From the above, the media will also play a bigger role in promoting sporting events and for motor rally, a fully televised - in some instances live footage - of the Kenya National Rally Championship (KNRC) will be the launch pad of this new development.
We wrote a few weeks ago about a brother- and-sister team of Benjamin Kariuki and Margaret Wangui’s exploits in rallying in the last six years of the 20th Century.
We caught up with them recently. They are still bubbling with enthusiasm occasioned by the reaction of people of Kiambu, many of who didn’t know they lived with a sporting family whose heroics remain a subject of legend.
Kariuki is reserved compared to Wangui who has a photographic memory, bearing it all. In one instance, in the KNRC Eldoret Rally, the duo was out of pocket after their car and logistics gobbled up all the cash they had from sale proceeds of a cow from their father, Kihara Kariuki, who was their main sponsor.
In the evening after scrutineering, they sneaked back into their Isuzu Gemini at the parking area at Sirikwa Hotel for a nap. But in the dead of the night, the watchman spotted them and alerted an official who read them the riot act. They were told the parking lot was a no-go area before the competition.
They were kicked out.
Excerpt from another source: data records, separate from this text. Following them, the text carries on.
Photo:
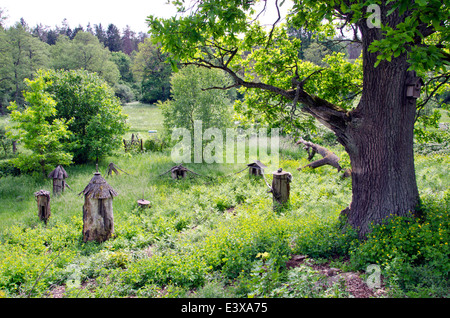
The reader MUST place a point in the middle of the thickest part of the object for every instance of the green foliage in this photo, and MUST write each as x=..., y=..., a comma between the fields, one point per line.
x=218, y=236
x=413, y=253
x=97, y=123
x=38, y=133
x=190, y=101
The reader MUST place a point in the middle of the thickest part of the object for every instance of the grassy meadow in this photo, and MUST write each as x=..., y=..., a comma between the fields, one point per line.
x=216, y=235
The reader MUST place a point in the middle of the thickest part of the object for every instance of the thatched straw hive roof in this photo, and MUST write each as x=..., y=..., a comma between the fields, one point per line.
x=58, y=173
x=98, y=188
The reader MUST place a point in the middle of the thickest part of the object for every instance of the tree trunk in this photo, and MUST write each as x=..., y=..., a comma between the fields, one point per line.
x=379, y=141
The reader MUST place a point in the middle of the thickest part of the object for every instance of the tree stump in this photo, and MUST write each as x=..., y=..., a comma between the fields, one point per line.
x=59, y=183
x=43, y=203
x=281, y=187
x=98, y=219
x=143, y=203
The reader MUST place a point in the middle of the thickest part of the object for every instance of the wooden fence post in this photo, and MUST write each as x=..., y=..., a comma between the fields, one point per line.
x=43, y=203
x=98, y=218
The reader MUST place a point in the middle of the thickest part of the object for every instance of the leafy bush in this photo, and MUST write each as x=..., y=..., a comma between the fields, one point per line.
x=156, y=144
x=98, y=122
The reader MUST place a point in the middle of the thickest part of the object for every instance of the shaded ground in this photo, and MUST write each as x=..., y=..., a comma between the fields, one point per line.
x=354, y=284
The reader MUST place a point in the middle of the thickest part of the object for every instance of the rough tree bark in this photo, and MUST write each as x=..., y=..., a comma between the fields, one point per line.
x=377, y=134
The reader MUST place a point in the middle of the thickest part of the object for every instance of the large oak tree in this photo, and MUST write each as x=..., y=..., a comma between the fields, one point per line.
x=397, y=37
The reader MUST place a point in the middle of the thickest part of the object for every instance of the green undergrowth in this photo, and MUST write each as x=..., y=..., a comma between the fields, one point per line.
x=217, y=234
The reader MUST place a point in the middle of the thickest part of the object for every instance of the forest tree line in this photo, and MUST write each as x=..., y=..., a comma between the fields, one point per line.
x=130, y=63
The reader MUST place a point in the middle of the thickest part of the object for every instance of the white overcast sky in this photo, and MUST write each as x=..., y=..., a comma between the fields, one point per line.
x=81, y=12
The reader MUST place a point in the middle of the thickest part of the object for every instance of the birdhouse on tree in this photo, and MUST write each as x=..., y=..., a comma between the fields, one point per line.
x=98, y=219
x=281, y=187
x=59, y=176
x=256, y=168
x=413, y=86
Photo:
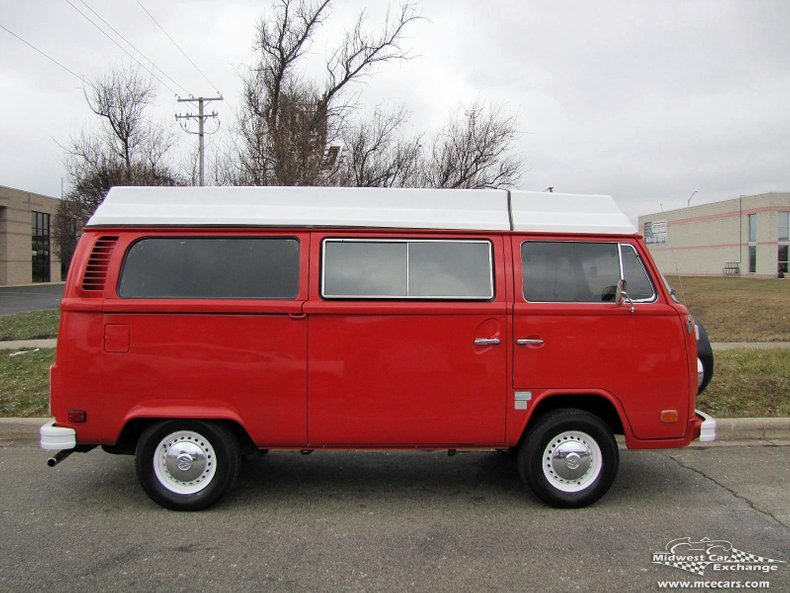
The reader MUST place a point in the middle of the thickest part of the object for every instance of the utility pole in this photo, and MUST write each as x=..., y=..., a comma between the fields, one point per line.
x=201, y=117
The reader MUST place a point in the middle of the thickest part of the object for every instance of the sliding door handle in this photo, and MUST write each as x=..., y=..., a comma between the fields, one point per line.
x=529, y=342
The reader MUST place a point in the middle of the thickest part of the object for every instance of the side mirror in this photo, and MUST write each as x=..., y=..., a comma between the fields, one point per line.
x=621, y=296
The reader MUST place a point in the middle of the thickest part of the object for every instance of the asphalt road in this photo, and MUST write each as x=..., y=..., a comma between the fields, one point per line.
x=18, y=299
x=376, y=521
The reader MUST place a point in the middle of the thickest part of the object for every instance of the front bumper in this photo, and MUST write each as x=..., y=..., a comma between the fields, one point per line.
x=707, y=432
x=55, y=438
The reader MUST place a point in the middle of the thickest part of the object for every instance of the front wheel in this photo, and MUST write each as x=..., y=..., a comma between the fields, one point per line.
x=187, y=465
x=569, y=459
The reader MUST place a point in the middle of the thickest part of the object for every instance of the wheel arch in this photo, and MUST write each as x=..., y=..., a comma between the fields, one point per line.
x=135, y=426
x=601, y=405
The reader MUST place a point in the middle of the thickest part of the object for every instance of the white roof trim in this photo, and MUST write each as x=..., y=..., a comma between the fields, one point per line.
x=538, y=212
x=361, y=207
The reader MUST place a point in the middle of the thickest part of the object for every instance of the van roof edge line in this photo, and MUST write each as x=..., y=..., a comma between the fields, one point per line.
x=359, y=208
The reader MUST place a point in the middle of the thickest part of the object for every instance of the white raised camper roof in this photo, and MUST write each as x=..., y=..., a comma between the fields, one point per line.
x=486, y=209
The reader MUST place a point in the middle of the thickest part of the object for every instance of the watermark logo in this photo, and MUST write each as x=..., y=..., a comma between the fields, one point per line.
x=712, y=554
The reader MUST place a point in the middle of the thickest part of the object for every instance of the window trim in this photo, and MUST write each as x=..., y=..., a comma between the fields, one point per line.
x=137, y=240
x=620, y=246
x=407, y=241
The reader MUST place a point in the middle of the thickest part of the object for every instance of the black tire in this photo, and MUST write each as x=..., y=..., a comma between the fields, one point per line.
x=187, y=465
x=705, y=355
x=585, y=458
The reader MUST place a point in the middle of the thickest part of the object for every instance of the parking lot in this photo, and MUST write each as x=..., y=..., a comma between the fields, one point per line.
x=377, y=521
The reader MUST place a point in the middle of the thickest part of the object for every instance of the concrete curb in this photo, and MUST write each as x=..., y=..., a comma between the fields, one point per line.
x=750, y=345
x=728, y=430
x=28, y=344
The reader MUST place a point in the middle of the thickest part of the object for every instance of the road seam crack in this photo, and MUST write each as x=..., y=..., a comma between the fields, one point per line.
x=730, y=490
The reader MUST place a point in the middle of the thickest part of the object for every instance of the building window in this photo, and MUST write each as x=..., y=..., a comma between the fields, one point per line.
x=784, y=241
x=752, y=224
x=41, y=246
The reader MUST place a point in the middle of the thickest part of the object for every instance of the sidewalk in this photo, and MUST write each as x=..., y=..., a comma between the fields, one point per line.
x=729, y=431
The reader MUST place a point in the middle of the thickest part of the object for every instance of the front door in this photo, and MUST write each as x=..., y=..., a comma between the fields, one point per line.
x=571, y=336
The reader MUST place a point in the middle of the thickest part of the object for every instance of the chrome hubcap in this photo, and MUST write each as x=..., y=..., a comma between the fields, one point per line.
x=572, y=461
x=185, y=462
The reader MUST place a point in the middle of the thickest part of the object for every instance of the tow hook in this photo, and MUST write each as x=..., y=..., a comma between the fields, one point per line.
x=58, y=457
x=61, y=455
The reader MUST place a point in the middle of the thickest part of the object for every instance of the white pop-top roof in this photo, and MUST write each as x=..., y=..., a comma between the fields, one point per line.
x=489, y=209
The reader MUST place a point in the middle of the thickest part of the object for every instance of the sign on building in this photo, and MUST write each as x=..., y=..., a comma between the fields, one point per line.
x=656, y=232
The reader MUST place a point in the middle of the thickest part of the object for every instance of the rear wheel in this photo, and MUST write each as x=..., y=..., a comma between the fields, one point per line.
x=569, y=458
x=187, y=465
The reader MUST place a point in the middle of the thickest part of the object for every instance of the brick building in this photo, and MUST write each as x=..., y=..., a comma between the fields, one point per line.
x=27, y=253
x=748, y=235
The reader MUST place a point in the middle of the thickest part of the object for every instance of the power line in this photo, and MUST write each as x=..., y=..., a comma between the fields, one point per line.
x=107, y=35
x=173, y=41
x=201, y=117
x=130, y=44
x=50, y=58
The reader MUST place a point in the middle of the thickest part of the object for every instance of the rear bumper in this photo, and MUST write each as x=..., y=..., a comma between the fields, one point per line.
x=55, y=438
x=707, y=431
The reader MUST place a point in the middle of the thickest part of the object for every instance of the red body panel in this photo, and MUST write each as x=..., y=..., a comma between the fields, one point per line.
x=311, y=372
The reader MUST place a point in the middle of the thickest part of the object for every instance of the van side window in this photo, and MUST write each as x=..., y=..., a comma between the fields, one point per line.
x=557, y=272
x=639, y=286
x=407, y=269
x=211, y=268
x=566, y=272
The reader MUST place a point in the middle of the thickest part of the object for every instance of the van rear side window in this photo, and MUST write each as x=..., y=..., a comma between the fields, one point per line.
x=568, y=272
x=408, y=269
x=211, y=268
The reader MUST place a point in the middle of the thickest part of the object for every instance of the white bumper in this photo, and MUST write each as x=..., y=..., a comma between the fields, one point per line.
x=57, y=437
x=708, y=429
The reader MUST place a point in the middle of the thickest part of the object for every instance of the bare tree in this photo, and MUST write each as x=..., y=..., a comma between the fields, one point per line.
x=474, y=150
x=127, y=149
x=287, y=126
x=376, y=155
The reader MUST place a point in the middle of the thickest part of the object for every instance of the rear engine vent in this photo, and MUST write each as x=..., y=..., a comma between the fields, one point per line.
x=99, y=264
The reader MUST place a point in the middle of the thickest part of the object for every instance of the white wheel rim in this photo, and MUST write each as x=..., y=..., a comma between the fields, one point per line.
x=571, y=461
x=185, y=462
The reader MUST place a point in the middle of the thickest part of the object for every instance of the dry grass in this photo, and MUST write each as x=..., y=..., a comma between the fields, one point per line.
x=748, y=383
x=738, y=309
x=29, y=326
x=24, y=383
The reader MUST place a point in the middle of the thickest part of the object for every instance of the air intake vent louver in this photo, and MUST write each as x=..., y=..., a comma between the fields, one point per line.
x=99, y=264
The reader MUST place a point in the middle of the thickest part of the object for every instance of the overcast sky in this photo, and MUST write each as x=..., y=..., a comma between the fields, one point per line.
x=647, y=101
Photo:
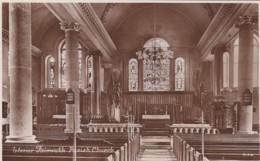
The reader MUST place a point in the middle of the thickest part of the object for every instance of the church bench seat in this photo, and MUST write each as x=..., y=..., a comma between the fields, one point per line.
x=187, y=147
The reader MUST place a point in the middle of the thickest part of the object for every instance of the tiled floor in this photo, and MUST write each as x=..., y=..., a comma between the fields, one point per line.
x=156, y=149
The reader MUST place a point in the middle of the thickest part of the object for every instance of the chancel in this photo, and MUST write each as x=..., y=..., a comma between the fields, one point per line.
x=130, y=81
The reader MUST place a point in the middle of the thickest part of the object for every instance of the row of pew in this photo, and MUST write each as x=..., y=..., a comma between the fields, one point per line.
x=217, y=147
x=89, y=147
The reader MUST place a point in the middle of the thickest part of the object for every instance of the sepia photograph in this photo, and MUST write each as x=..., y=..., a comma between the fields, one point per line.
x=130, y=81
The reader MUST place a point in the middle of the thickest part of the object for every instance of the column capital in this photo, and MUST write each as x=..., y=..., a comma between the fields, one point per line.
x=219, y=49
x=246, y=20
x=68, y=26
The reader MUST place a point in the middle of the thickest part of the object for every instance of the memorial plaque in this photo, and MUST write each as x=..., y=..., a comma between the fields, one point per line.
x=247, y=97
x=70, y=99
This caught the attention of two guests who came to their rescue by surrendered their room at 1am and the Good Samaritans found alternative accommodation.
The interesting thing about this “mwananchi” rally team was the fan base they had created. They were quintessential of simplicity and the Spartan spirit prevalent in rally of the yore before rules were changed at the dawn of the new millennium, giving safety priority.